Oh, I know what you are thinking. But I am not a fair-weather fan. I’ve been rooting for the Red Sox since I was old enough to change the radio station. I’ve lived through Dick Stuart playing first base, Luis Aparicio falling down rounding third, Bucky Bleeping Dent’s weak little homer, and of course Bill Buckner playing the role of one of the harbor tunnels. I’ve seen bad, and endured. I’ve believed.
Naturally 2004 and 2007 healed a lot of wounds and earned what I thought was a lifetime of goodwill. I told myself, no matter how awful things get they can never go back to being as bad as I remember. The Red Sox of my youth (meaning prior to 1967) were a thing of the past.
Then came the “chicken and beer” Red Sox of two summers ago, blowing a sure playoff spot, acting like they just didn’t care and getting the best manager in franchise history fired. That was followed by last year’s squad that quit early in the season on a bad leader. They traded away a lot of talent to free up a lot of salary, and struggled while putting an inferior product on the field and still charging outrageous prices to watch it.
They were not exciting. They were not fun. They did not inspire loyalty. They made watching “Dancing With The Stars” seem like a fulfilling evening and a viable alternative. I actually left the house on Sunday afternoons in July and August. Life was turned upside down.
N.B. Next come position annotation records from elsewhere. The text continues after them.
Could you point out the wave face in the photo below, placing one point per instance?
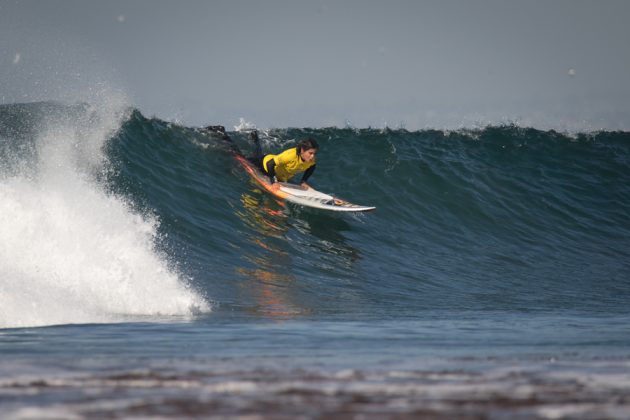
(128, 215)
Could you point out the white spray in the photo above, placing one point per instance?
(70, 252)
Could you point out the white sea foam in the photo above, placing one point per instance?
(70, 252)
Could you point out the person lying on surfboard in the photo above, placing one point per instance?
(287, 164)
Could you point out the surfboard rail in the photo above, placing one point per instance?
(308, 197)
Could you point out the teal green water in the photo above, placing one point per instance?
(140, 263)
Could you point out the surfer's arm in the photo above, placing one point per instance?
(307, 174)
(271, 171)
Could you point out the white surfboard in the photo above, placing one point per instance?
(308, 197)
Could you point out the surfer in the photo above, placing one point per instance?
(287, 164)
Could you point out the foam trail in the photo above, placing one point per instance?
(69, 251)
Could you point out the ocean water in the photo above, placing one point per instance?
(142, 274)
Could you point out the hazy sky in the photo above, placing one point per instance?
(443, 64)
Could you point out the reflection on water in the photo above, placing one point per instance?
(286, 237)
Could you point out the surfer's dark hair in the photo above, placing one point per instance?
(307, 144)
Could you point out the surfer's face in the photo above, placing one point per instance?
(308, 155)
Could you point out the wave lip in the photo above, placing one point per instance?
(70, 252)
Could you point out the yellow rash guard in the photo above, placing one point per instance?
(287, 164)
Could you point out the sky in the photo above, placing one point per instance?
(561, 64)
But I adjusted. I found new interests. Sure, I still watched some games. It was like driving by a horrible traffic accident. I didn’t want to look, but I just had to see how bad it truly was. The images I saw haunted me for a long time.
So when Spring Training rolled around this winter, I scoffed at the excitement. I did not watch the equipment truck leave Fenway. I refused to view so much as an inning of any exhibition games. I paid no attention to the Jackie Bradley controversy. Heck, I didn’t even realize Stephen Drew was on the team.
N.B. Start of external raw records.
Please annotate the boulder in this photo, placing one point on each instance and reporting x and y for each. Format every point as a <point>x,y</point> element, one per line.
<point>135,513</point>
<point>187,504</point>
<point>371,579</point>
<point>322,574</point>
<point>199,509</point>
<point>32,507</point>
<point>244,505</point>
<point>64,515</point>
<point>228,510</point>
When they opened the season in New York against “that team”, I barely listened on the radio. The victory made me happy, but I knew “that team” was pretty bad this year. I refused to get even slightly excited.
But they won the next day, then took two of three from a strong Toronto team. I felt the irresistible tug on my emotions. I started to pay a little attention. I noticed Shane Victorino was crushing the ball. Will Middlebrooks hit three homeruns in one game, John Lester and Clay Buchholz each won their first two starts, and there was a crazy relief pitcher jumping up and down in the dugout after ending an inning.
No, I thought. This can’t be happening. I can’t let them do this to me so easily.
Then at the home opener, Daniel Nava hit a three-run homer late to beat the Orioles and keep the Sox in first place. They were suddenly leading the American League in runs scored. And Big Papi is still trying to remember how to run down in Florida.
Suddenly I was checking the schedule again. I was looking at the availability of tickets. I checked the TV listings to see when the game started. And all this after just seven or so contests.
I don’t know if this will last, but I am helpless to stop it. I have once again surrendered to the promise of spring and summer.
My name is Bill, and I’m a Red Sox fan. There’s nothing else to say.